The recurrence risk for NTDs, in general, is 2-4% in subsequent pregnancies. For families with multiple occurrences of NTDs, recurrence risks may be higher and must be determined on a case-by-case basis.

Folic acid supplementation has been shown to be an effective means of lowering recurrence risks for future pregnancies. For women who desire pregnancy and have had a child with an NTD with their current partner, supplementation with 4 mg of folic acid daily is indicated, beginning at least 3 months prior to conception.

For all other women and girls of reproductive age, regardless of family history, 0.4 mg (or 400 mcg) per day of folic acid supplementation is appropriate; this amount of folic acid is found in most over-the-counter multivitamins. Folic acid supplementation at these levels is estimated to prevent two thirds of both recurrent and new cases of NTD.

Increased folate intake also may be achieved through diet; however, the bioavailability of natural folates in foods is often lower than that of folic acid. In the United States, wheat flour is fortified with a small amount of folic acid, but it is not enough to achieve maximal preventive benefits against NTD for a woman with an average diet.

Because of the large number of pregnancies that are not actively planned and the early gestational age at which neural tube development occurs, folate supplementation should be encouraged for all girls, beginning at puberty, in order to establish this practice before entering the childbearing years.
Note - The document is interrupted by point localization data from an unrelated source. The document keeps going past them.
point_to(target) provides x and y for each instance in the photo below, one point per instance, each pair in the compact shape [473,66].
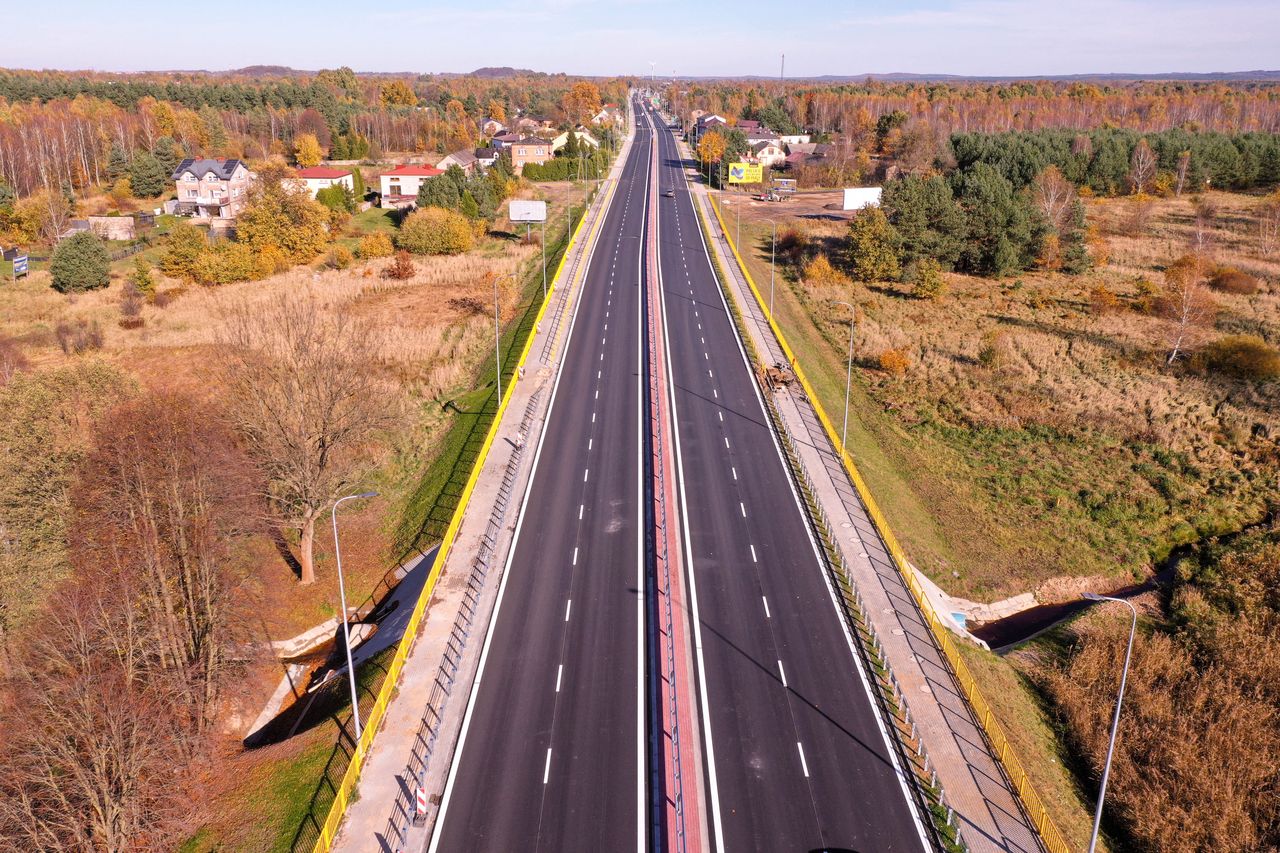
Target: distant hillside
[504,71]
[1104,77]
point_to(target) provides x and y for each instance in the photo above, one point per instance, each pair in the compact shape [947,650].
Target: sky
[606,37]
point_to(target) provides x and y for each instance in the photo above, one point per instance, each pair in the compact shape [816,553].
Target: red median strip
[681,793]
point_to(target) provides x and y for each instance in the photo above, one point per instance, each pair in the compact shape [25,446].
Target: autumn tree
[397,92]
[307,401]
[581,101]
[434,231]
[711,147]
[1185,305]
[147,176]
[1142,167]
[306,150]
[873,247]
[282,218]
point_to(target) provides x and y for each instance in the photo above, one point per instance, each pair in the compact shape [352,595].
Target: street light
[497,331]
[342,601]
[773,255]
[849,370]
[1115,719]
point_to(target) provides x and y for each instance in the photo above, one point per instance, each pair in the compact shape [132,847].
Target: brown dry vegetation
[1043,434]
[1038,441]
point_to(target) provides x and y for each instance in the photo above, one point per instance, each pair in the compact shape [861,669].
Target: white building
[318,178]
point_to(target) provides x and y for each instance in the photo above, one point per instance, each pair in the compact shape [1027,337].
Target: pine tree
[117,163]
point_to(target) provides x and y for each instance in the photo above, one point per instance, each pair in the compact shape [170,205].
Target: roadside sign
[745,173]
[524,210]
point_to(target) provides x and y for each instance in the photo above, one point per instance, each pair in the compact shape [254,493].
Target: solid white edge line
[641,626]
[718,828]
[506,569]
[876,711]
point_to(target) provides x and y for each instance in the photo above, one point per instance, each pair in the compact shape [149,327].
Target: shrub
[926,278]
[131,308]
[184,246]
[1244,356]
[81,263]
[228,261]
[339,258]
[995,349]
[1104,300]
[375,246]
[76,337]
[434,231]
[402,267]
[894,361]
[1229,279]
[821,272]
[141,277]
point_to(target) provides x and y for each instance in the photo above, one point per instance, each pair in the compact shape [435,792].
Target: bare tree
[1054,196]
[156,506]
[1269,224]
[1184,162]
[90,749]
[1142,167]
[1185,305]
[307,401]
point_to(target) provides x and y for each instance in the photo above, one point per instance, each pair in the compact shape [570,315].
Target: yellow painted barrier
[1048,831]
[342,796]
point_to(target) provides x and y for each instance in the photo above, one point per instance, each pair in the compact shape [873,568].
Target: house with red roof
[318,178]
[400,186]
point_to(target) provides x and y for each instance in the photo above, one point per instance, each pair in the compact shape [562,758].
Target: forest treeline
[59,131]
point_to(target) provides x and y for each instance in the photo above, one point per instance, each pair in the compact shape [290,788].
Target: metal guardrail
[888,696]
[424,742]
[661,534]
[1034,807]
[342,796]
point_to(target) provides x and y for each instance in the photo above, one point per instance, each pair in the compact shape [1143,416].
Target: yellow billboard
[745,173]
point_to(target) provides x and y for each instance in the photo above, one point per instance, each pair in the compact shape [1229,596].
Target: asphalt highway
[795,753]
[552,755]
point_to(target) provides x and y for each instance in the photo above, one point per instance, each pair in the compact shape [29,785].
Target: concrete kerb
[389,778]
[986,804]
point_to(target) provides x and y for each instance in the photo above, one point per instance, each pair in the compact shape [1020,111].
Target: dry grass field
[1036,430]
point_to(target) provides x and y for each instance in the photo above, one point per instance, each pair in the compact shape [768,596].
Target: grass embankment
[423,484]
[1065,450]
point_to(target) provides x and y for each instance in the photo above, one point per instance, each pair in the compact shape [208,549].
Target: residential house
[529,149]
[318,178]
[608,114]
[504,140]
[464,159]
[535,124]
[768,154]
[211,188]
[583,138]
[794,138]
[400,186]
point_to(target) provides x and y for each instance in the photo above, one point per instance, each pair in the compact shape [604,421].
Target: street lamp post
[497,331]
[773,255]
[849,372]
[1115,719]
[342,601]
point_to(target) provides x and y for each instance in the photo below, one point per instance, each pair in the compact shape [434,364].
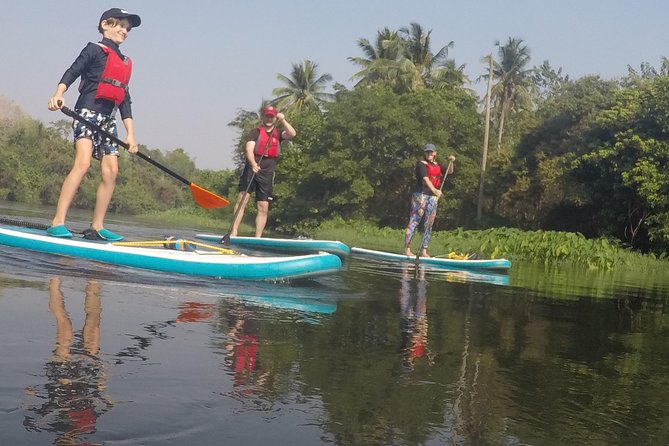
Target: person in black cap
[425,197]
[105,73]
[262,152]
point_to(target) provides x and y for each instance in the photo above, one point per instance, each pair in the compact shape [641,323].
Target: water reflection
[414,324]
[74,396]
[242,358]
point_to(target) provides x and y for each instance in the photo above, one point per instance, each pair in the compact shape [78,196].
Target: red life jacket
[274,146]
[434,173]
[115,77]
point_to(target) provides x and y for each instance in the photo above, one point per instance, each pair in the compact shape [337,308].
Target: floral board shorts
[101,144]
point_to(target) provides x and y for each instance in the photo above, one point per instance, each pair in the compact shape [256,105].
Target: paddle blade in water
[206,199]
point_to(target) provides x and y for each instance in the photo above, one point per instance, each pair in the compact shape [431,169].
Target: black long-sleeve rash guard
[89,65]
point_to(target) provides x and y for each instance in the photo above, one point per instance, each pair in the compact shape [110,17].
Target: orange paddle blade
[206,199]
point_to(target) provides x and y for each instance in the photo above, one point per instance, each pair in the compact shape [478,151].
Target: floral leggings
[423,207]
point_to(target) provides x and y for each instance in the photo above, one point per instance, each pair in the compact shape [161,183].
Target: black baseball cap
[118,13]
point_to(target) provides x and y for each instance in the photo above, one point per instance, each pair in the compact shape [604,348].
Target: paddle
[225,240]
[203,197]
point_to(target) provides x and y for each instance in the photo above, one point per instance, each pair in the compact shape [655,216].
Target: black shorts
[261,183]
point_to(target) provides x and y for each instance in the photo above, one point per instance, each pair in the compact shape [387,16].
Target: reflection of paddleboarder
[74,394]
[413,324]
[242,354]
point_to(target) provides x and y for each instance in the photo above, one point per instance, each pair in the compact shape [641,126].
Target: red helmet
[271,111]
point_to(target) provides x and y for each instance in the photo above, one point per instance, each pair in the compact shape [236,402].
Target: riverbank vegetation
[575,169]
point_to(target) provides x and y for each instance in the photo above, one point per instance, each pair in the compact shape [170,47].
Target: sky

Prenatal ultrasound and amniocentesis should be offered to any couple with a prior pregnancy affected with an NTD. Maternal serum prenatal screening with AFP is available throughout the United States and most developed countries for identification of NTDs. Positive serum screening should be followed with diagnostic testing to exclude the presence of NTDs. Since 90-95% of NTDs occur in families without a positive history, such screening is appropriate for all pregnant patients and should not be reserved only for those with a positive history.

Anencephaly cannot be treated in utero; thus, pregnancy termination is the only intervention available to prevent the birth of a child with anencephaly that has been diagnosed prenatally. Supportive care should be provided for families, irrespective of the option they choose.
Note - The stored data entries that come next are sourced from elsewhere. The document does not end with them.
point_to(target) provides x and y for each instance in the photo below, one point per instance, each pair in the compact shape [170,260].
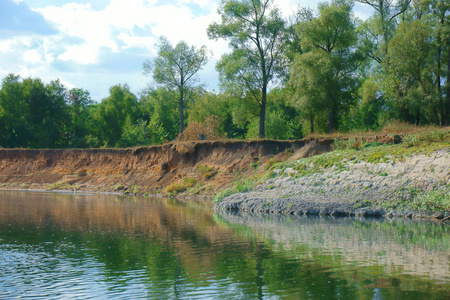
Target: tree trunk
[181,111]
[330,120]
[446,116]
[262,113]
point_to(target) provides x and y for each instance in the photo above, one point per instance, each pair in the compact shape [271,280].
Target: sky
[95,44]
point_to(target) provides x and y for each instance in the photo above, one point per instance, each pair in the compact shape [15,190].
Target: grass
[391,128]
[179,187]
[206,171]
[240,186]
[351,150]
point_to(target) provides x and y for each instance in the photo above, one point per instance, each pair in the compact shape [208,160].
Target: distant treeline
[332,72]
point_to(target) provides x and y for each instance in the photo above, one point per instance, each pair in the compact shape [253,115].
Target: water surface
[59,246]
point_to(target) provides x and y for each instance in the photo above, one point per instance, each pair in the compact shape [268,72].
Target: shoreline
[401,187]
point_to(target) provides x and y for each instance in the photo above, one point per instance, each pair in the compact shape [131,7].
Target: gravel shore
[359,188]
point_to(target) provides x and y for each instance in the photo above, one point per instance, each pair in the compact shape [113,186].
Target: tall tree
[324,77]
[384,21]
[175,68]
[254,29]
[113,113]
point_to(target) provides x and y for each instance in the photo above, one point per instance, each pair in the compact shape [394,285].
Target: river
[95,246]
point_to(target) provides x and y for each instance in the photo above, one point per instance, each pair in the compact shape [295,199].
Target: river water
[73,246]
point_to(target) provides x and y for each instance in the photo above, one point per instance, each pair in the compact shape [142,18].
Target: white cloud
[32,56]
[94,47]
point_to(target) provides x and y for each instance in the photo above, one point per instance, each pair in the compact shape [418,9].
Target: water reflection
[84,246]
[396,246]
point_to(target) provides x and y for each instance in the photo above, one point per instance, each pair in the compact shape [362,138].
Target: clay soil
[208,166]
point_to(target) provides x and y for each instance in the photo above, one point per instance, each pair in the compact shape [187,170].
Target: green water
[66,246]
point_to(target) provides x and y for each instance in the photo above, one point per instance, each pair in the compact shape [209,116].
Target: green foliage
[241,185]
[179,187]
[112,114]
[323,78]
[254,30]
[175,68]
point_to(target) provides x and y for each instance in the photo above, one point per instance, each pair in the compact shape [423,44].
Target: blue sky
[95,44]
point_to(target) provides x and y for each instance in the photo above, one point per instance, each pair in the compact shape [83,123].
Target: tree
[383,23]
[80,104]
[175,68]
[113,113]
[255,30]
[13,113]
[324,78]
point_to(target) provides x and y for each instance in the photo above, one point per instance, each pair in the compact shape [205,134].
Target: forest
[319,70]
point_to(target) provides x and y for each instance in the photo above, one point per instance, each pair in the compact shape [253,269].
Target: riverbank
[183,168]
[407,180]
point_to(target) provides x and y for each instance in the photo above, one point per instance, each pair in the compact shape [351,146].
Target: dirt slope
[209,165]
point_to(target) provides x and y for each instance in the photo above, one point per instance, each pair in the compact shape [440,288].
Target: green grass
[240,186]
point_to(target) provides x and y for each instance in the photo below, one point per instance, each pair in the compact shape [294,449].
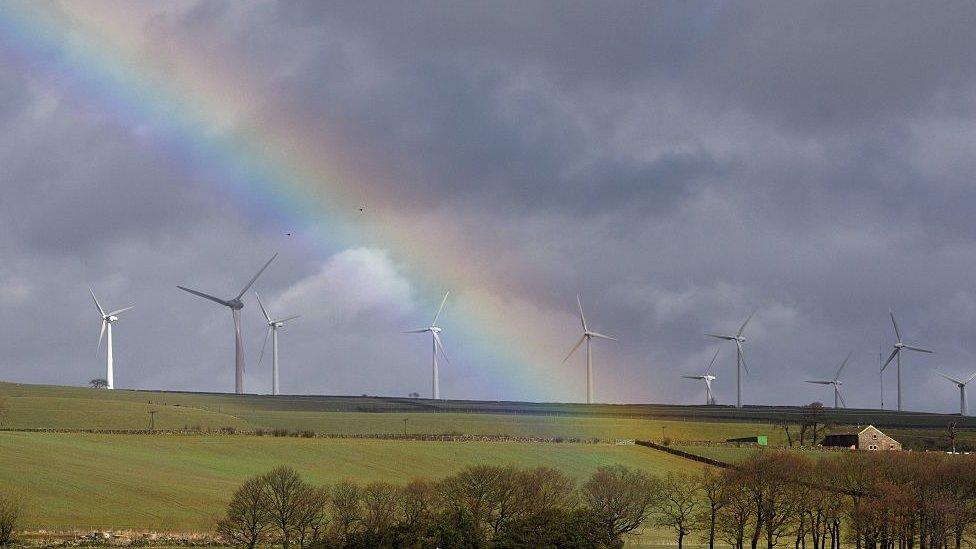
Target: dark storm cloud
[678,164]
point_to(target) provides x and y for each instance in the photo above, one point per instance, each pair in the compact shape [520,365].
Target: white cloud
[351,283]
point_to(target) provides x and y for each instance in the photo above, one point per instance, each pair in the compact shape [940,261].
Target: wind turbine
[708,379]
[587,336]
[740,361]
[235,304]
[273,326]
[436,344]
[107,320]
[896,353]
[963,411]
[836,382]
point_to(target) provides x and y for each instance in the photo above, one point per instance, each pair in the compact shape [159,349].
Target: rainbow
[203,115]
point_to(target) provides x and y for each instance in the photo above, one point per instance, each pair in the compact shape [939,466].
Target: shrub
[11,511]
[246,522]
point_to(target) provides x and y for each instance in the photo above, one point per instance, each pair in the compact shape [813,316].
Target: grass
[179,483]
[48,407]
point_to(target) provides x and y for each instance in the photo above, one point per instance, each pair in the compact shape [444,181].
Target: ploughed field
[49,407]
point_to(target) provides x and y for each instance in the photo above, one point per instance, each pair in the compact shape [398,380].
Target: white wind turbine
[963,410]
[273,326]
[836,382]
[708,379]
[235,304]
[896,353]
[587,336]
[437,346]
[107,320]
[740,361]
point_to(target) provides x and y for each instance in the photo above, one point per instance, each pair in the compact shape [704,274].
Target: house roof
[852,430]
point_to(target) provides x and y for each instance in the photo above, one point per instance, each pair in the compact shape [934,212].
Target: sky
[677,164]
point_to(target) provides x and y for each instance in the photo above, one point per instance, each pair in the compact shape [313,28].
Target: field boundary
[685,455]
[421,437]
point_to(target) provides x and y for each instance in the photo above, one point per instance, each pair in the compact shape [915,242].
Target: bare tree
[379,503]
[622,497]
[284,490]
[310,517]
[346,508]
[246,522]
[715,496]
[420,500]
[678,505]
[544,490]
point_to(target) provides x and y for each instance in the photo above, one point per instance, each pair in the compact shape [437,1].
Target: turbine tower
[740,361]
[896,354]
[437,347]
[273,326]
[963,411]
[836,382]
[587,336]
[107,320]
[235,304]
[708,379]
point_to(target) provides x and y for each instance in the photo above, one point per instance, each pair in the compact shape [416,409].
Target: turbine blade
[263,310]
[743,327]
[248,287]
[713,361]
[895,324]
[100,310]
[440,347]
[573,350]
[441,308]
[956,381]
[742,356]
[919,349]
[205,296]
[842,365]
[579,304]
[267,333]
[100,335]
[890,358]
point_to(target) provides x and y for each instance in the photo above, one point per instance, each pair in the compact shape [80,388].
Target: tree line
[771,499]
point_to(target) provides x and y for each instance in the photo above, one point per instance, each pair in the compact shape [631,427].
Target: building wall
[873,439]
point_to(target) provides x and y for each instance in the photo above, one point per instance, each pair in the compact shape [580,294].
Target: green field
[178,483]
[46,407]
[77,480]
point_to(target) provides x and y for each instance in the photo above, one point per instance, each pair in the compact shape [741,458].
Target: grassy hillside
[46,407]
[169,482]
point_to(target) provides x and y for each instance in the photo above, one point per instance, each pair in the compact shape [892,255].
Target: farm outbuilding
[870,438]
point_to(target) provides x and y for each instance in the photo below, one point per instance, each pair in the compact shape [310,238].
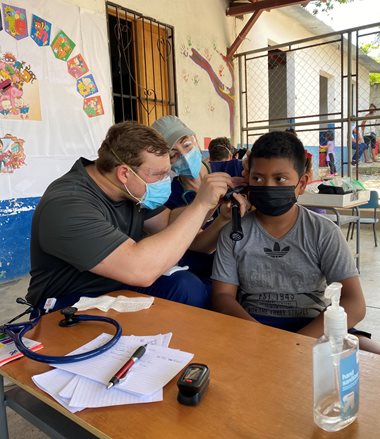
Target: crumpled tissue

Anencephaly is uniformly fatal. Polyhydramnios is a common complication during pregnancy, and patients may experience significant discomfort from the abdominal distention that accompanies this condition. Risk of preterm labor is increased.

Because the pituitary gland may be absent in persons with anencephaly, spontaneous precipitation of labor may be delayed; therefore, the risk of the pregnancy progressing into the postterm period is significant. Labor may need to be induced in these cases. The rate of abnormal fetal presentations during delivery is increased.


Patient Education

Parents of babies with anencephaly should be educated about preventive measures for future pregnancies. Consultation with a genetic counselor may be helpful.

A number of resources may assist families who are dealing with the loss of a child with anencephaly. These include the Spina Bifida Association of America (SBAA) and the March of Dimes (MOD). Contact the SBAA at (800) 621-3141.

Families may wish to participate in one of several ongoing studies of anencephaly or NTDs as a part of the healing process.